Untuk keabsahan murabahah yang juga disyaratkan pada tahap ini, calon pembeli yang datang ke bank syariah tidak boleh melakukan transaksi apa pun dengan pihak penjual pertama sebelum ia mengajukan murabahah kepada pihak bank.
Sering terjadi kesalahan dalam praktik murabahah tahap ini. Yakni, calon pembeli rumah yang datang ke bank sebelumnya telah melakukan transaksi dengan developer, bahkan kadang pembeli telah membayar uang muka, baru kemudian datang ke lembaga keuangan syariah untuk mengajukan permohonan pembiayaan murabahah.
Bila hal itu terjadi dan kemudian bank menyetujui pembiayaan untuk nasabah, sesungguhnya akadnya tidak berbeda dengan pinjaman uang berbunga. Hal ini disebabkan pihak bank tidak membeli rumah dari developer. Karena oleh developer, rumah telah dijual ke nasabah yang kemudian datang ke bank untuk mengajukan pembiayaan. Sehingga status bank dalam hal ini hanya melunasi utang nasabah ke developer kemudian nasabah melunasi secara kredit dengan ditambah laba. Transaksi ini sama persis dengan bank meminjamkan uang kepada nasabah dan nasabah mengembalikannya secara angsuran ditambah bunga. Ini jelas riba jahiliyyah.
Oleh karena itu, dalam panduan perbankan syariah yang disusun AAOIFI disebutkan: “Harus tidak ada ikatan transaksi apa pun antara nasabah yang mengajukan permohonan ke pihak bank, dan pihak pihak penjual pertama … karena bila terdapat ikatan transaksi sebelumnya sesungguhnya murabahah yang dilakukan hakikatnya adalah pinjaman utang yang dibayar dengan berbunga”. [7]

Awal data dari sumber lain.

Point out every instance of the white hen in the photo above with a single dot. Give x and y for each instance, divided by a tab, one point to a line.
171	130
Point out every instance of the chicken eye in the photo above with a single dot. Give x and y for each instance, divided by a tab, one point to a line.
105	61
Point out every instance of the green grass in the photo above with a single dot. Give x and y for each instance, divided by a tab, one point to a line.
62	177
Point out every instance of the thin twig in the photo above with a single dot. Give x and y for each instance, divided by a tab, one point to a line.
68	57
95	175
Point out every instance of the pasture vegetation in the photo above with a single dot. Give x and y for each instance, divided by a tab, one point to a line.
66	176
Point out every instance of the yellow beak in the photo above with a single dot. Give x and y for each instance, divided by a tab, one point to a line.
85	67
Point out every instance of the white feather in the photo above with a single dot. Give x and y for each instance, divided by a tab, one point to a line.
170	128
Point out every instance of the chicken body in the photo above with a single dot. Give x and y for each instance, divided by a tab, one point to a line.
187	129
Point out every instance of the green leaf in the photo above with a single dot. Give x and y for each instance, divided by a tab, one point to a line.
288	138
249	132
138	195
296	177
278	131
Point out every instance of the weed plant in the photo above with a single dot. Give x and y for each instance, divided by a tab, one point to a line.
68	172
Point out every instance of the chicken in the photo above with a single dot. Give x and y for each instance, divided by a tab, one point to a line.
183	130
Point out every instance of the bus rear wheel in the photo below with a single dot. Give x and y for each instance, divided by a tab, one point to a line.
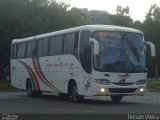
74	95
116	98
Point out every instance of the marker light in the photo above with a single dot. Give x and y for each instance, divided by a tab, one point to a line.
102	90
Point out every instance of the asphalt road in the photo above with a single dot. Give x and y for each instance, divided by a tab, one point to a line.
19	102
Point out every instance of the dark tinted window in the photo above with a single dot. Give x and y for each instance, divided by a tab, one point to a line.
52	46
21	48
31	48
14	47
85	50
43	47
59	44
69	43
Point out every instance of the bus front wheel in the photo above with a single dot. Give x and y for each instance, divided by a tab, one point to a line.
116	98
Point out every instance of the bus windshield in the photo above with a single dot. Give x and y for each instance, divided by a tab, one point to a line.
120	52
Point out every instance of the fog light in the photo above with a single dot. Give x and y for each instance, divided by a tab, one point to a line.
141	89
102	90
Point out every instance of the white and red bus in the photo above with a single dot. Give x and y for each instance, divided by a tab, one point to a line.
90	60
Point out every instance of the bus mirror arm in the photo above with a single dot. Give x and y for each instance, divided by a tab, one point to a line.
152	47
96	46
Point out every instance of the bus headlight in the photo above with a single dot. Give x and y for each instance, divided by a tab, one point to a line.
140	82
103	81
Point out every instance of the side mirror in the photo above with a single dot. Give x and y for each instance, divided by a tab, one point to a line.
96	46
153	51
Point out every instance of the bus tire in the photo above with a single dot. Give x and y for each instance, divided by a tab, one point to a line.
74	94
116	98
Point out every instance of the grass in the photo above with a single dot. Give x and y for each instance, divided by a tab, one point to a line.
154	84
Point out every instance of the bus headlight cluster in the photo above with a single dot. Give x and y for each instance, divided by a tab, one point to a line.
103	81
140	82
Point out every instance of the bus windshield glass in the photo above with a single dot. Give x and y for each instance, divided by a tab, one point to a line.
120	52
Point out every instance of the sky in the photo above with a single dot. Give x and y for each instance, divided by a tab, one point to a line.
138	8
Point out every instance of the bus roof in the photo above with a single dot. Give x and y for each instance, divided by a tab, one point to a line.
92	28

Untuk keabsahan murabahah juga disyaratkan pada tahap ini barang yang diinginkan calon pembeli bukan barang yang dimiliki oleh perusahaan yang sebagian besar sahamnya dikuasai oleh calon pembeli. [8] Misal, nasabah ingin membeli rumah mewah seharga Rp 5 milyar. Dia mengajukan murabahah ke salah satu bank syariah. Lalu bank membeli rumah yang dipesan itu dari developer.Namun ternyata sebagian besar saham pembangunan rumah itu dikuasai oleh nasabah. Hukum murabahah ini batal dan diharamkan karena termasuk jual-beli ‘inah.
Hakikat dalam transaksi tersebut adalah developer yang sekaligus nasabah bank mendapat uang tunai Rp 5 milyar dari bank, selanjutnya harus membayar lebih karena ditambah laba murabahah untuk bank. Sedangkan akad jual-beli hanya di atas kertas. Ini termasuk riba dan merupakan  jual-beli ‘inah yang diharamkan.

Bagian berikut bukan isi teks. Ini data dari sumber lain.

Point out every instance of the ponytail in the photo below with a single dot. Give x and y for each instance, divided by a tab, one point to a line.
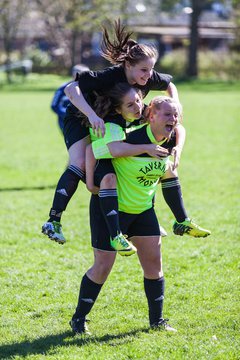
123	48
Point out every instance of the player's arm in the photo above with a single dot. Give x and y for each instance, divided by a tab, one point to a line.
123	149
90	166
75	95
177	149
55	101
173	93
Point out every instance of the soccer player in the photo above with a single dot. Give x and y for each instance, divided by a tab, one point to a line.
138	177
133	63
60	101
125	105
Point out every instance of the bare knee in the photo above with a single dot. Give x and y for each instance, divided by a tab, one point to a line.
109	182
99	273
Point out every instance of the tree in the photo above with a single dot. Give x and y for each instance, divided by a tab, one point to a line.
11	14
68	21
197	7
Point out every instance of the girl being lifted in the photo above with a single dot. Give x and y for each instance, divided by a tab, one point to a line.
133	63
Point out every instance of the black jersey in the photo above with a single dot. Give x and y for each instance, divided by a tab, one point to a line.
141	136
103	80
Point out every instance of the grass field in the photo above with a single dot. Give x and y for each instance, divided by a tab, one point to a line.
40	279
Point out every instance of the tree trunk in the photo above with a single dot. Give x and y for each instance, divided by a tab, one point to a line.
192	66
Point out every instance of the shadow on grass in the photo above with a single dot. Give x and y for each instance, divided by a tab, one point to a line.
44	344
28	188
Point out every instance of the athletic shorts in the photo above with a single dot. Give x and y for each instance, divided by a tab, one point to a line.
102	168
73	130
143	224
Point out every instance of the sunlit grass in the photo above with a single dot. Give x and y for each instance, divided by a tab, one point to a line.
40	279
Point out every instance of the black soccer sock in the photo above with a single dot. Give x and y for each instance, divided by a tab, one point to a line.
154	290
66	187
88	294
108	200
172	194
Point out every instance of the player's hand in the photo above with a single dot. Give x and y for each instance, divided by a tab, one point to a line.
157	151
92	188
98	126
176	153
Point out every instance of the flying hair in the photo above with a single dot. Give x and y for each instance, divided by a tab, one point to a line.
123	48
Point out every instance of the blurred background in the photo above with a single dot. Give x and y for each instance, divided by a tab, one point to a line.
196	39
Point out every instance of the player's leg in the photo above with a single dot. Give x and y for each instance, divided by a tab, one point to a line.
90	288
149	253
92	281
76	138
108	200
172	193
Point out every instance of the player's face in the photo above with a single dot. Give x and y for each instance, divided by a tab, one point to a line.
165	119
141	72
131	107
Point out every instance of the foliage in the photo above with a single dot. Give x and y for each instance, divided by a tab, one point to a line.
40	279
219	65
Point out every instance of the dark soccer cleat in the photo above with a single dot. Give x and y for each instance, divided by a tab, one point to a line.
54	231
79	326
188	227
162	325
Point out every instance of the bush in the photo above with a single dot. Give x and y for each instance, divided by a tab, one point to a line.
221	65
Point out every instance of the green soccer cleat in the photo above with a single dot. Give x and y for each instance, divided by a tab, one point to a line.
122	246
79	326
162	325
163	232
190	228
54	231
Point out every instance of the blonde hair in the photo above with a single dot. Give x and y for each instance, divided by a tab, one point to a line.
156	103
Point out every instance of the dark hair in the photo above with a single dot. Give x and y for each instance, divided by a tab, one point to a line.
113	99
122	48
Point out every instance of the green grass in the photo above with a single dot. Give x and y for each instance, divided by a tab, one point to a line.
40	279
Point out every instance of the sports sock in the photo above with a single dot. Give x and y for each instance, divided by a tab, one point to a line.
172	194
154	290
66	187
88	294
108	200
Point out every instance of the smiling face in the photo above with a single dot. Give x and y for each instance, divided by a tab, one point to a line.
140	72
163	119
131	106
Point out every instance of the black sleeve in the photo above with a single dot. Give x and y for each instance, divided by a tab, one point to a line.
100	80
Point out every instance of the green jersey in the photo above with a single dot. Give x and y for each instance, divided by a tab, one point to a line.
138	176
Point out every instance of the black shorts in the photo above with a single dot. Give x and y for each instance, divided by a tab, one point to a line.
143	224
103	167
73	130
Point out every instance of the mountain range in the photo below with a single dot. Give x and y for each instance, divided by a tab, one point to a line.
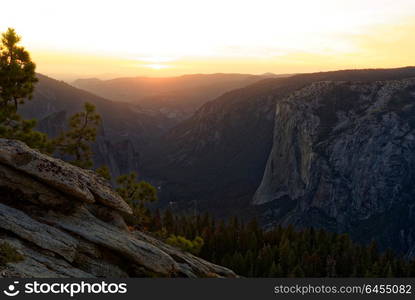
332	150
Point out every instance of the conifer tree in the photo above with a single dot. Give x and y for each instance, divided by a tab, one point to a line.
17	83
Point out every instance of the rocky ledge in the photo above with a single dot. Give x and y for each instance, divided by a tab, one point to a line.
64	221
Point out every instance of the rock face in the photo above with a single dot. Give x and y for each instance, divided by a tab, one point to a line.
343	158
218	156
66	222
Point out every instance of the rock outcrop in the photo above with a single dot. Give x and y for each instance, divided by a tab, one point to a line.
66	222
343	159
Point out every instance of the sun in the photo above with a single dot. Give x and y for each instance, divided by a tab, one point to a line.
156	66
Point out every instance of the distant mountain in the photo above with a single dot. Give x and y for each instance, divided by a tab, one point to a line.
176	97
126	128
216	159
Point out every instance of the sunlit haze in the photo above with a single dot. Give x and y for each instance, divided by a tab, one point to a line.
105	39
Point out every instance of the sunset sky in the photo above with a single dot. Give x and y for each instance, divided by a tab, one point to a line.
77	39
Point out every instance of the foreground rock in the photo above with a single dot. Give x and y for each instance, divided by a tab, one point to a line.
51	212
343	159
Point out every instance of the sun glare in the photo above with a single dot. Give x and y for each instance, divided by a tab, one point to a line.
217	36
156	66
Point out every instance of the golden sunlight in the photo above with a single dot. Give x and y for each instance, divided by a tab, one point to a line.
123	38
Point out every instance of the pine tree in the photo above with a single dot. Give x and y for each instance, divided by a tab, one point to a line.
17	83
76	142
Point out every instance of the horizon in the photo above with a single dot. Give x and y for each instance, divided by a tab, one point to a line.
246	38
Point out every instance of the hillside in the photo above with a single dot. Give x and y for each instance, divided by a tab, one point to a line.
216	159
343	159
176	97
126	128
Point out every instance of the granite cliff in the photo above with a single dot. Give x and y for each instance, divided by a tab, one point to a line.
343	159
64	221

Tahap kedua, bank syariah membeli barang yang dipesan nasabah. Bank membeli secara tunai. Setelah dibeli, barang harus diterima terlebih dahulu oleh bank dan resmi menjadi milik bank, sebelum dijual kepada nasabah.
Beberapa catatan untuk tahapan ini antara lain.
Pertama, sering terjadi kesalahan dalam praktik murabahah tahap ini. Yakni pihak bank syariah mewakilkan kepada nasabah untuk membeli dan menerima barang. Misal, nasabah ingin membeli rumah seharga Rp 500 juta dengan spesifikasi tertentu, lalu bank memberikan cek seharga rumah itu dan mewakilkan kepada nasabah untuk membeli dan menerima rumah dari developer. Pada saat yang sama bank mencatat kewajiban nasabah membayar ke pihak bank Rp 500 juta ditambah laba yang disepakati dengan cara angsuran dalam jangka waktu tertentu serta jumlah cicilan yang harus dibayar.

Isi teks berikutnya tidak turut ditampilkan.